… And it is the moment, with the emperor at the absolute zenith of his achievement, that the world encountered the first pandemic in history.
The coincidence of timing does not, of course, prove that the pandemic caused Rome to fall, or Europe to be born; as above, the uncertainties of the three thousand-body problem makes such a claim fundamentally uncertain.
So writes William Rosen in his Justinian’s Flea: Plague, Empire, and the Birth of Europe (Viking Adult 2007, 384 pages). Nonetheless, the tenor of this wide-ranging book is that the plague
was the instrument that caused a change in history and Rome to fall, as
outlined in the Introduction and Prologue. The reasoning for this particular version of the fall of Rome and
the "birth of Europe" is rather attractive but not wholly convincing.
Despite the enormous loss of life, the eastern empire still went on,
even expanded for a while with Belisarius' victories on the west.
The book, written for "members of the educated public," (to use a phrase I saw recently from Bowersock) by an even more educated member, is an excellent introduction into Late Antiquity and could also be titled "The Life and Times of the Emperor Justinian."

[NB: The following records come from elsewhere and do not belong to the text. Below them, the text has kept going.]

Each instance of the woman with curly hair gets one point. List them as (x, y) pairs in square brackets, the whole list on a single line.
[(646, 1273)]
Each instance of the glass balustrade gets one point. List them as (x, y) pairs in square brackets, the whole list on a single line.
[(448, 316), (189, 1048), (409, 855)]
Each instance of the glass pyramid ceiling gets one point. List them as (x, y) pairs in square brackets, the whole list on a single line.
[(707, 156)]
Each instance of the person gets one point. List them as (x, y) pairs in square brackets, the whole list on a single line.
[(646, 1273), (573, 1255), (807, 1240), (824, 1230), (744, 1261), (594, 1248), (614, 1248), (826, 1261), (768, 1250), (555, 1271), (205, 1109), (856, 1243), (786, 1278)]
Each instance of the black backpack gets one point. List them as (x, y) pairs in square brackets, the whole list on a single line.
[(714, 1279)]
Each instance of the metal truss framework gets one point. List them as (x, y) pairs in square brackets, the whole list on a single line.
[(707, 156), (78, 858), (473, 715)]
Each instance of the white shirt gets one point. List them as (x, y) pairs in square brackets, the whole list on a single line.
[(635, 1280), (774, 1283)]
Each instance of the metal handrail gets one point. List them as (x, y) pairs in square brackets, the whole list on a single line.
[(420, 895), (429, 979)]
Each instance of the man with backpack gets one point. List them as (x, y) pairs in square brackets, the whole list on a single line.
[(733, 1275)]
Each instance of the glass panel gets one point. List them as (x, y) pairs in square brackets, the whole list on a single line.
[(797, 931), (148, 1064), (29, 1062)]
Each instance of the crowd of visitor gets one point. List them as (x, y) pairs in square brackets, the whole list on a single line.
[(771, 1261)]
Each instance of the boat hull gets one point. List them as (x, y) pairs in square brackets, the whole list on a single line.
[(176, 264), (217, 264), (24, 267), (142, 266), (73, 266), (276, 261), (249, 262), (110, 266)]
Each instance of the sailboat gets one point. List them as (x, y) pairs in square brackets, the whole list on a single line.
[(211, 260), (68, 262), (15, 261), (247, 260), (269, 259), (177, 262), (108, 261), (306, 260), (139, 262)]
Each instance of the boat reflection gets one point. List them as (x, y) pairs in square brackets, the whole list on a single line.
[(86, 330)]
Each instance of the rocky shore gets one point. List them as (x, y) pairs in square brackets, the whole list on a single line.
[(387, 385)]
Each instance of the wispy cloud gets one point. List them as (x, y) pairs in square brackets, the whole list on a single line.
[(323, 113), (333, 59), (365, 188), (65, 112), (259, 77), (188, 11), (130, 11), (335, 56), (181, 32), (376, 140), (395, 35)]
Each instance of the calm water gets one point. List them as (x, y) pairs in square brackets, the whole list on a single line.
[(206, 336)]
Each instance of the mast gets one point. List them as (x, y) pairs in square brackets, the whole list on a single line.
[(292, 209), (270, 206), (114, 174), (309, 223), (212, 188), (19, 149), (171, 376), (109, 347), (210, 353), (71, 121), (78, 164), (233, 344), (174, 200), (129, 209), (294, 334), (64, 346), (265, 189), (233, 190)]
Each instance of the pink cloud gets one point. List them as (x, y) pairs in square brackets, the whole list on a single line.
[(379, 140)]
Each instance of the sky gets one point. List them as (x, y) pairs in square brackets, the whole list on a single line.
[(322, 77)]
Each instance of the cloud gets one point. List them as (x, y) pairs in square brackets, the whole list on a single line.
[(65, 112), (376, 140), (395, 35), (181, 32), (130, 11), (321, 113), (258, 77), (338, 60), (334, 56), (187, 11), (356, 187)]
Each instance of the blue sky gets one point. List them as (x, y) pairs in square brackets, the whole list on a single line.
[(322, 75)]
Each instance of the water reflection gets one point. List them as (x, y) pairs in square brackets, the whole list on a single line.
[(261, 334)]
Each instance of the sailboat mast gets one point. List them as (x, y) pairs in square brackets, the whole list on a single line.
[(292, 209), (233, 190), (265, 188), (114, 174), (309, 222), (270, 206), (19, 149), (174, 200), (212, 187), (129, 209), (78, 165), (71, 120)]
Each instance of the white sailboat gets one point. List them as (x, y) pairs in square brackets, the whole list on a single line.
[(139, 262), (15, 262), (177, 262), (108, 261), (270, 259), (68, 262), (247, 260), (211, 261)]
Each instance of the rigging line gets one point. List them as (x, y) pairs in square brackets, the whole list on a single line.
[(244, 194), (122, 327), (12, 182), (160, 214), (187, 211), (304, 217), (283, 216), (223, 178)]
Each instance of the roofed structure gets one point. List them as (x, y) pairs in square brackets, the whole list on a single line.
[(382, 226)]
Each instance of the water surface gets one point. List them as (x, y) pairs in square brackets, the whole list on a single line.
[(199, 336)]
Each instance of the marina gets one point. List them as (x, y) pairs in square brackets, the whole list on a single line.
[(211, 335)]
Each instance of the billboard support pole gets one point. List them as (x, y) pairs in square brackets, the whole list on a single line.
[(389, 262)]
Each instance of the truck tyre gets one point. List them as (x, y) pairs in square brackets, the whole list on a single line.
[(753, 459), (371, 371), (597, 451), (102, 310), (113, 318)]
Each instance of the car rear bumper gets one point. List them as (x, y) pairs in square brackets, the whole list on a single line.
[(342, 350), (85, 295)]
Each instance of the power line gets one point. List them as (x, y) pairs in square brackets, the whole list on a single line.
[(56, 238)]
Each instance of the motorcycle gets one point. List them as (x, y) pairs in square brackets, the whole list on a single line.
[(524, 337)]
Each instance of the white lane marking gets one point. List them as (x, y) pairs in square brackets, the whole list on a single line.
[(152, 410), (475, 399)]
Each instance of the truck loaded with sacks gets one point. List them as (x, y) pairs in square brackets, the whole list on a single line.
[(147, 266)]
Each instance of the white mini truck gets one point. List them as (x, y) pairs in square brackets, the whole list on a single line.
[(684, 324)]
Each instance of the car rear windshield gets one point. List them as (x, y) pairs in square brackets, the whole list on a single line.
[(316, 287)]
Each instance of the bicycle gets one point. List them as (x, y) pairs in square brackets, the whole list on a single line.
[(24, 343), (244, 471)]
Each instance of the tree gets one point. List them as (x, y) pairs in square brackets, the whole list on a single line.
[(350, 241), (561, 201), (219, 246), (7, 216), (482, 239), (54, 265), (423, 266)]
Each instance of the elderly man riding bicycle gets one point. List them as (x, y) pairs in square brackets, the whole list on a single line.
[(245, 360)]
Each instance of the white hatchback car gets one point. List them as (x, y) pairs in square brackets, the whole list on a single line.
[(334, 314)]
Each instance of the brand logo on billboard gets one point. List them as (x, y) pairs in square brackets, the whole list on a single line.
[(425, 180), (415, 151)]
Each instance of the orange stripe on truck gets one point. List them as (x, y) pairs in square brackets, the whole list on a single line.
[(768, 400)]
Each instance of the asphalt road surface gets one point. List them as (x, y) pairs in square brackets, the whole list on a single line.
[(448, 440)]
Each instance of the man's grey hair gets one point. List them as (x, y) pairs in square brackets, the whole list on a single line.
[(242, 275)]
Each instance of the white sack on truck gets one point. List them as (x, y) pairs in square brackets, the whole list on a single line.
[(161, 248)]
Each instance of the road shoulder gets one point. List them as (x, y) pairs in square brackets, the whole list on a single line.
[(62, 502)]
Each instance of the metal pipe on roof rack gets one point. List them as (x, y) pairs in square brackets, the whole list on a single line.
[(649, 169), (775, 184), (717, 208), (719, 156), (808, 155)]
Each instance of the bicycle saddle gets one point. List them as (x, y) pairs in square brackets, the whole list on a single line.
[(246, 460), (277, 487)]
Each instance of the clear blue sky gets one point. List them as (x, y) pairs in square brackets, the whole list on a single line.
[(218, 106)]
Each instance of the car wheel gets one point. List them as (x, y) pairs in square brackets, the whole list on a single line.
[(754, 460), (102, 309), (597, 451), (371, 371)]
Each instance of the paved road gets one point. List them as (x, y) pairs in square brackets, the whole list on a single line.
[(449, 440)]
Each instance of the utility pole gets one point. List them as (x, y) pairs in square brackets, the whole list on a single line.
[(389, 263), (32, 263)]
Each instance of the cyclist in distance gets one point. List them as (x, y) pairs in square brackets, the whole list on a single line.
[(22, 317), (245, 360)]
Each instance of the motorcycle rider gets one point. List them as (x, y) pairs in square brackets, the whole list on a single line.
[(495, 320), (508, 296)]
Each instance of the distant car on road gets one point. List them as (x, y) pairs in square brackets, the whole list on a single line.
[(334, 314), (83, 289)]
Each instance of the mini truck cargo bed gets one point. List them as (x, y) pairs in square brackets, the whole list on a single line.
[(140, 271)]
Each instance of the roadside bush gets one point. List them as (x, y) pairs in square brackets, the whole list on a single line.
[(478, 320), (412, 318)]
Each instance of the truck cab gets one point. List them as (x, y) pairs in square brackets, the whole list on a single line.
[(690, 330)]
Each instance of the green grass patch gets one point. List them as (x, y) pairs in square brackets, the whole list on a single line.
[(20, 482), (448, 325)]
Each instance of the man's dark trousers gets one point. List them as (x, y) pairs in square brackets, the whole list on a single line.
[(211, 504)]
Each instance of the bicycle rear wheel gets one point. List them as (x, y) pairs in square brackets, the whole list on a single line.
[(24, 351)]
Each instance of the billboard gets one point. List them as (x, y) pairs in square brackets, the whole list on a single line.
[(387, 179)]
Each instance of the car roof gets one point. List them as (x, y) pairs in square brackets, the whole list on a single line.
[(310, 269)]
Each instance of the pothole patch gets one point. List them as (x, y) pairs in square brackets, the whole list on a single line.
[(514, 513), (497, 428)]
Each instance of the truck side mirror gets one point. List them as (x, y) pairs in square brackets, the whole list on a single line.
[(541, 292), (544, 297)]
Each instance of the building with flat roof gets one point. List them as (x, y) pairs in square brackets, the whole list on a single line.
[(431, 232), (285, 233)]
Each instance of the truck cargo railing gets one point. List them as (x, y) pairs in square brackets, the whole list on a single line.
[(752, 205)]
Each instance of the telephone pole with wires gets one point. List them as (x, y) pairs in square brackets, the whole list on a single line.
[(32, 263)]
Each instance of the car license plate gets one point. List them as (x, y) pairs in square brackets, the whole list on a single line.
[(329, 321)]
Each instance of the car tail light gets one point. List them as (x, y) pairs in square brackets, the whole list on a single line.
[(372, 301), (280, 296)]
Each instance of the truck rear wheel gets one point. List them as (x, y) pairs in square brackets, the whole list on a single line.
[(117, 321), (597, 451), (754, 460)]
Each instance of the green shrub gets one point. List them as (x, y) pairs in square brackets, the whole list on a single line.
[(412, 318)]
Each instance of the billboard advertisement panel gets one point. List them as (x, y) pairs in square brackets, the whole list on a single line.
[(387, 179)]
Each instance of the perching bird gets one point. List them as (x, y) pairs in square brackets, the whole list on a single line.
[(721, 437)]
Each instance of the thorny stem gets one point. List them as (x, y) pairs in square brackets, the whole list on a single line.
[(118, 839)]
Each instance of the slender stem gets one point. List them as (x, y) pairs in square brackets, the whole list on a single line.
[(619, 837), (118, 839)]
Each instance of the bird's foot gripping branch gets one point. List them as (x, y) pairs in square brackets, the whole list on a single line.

In Part III, "Bacterium," the author's thirst for knowledge and his compulsion to share it gets a bit carried away. Here is all you wanted to know and much more about the evolution of rats and fleas and their eventual interaction, pandemics in general and this one in particular, and the history of bacteriology and evolutionary biology up to its most current status. In this reader's opinion, all this could have been presented in less detail and still remain comprehensible.
The story is presented in a vivid, easy to read style. The book is very well researched and documented and invites further exploration of the writers in Late Antiquity, and on the whole, I can recommend it.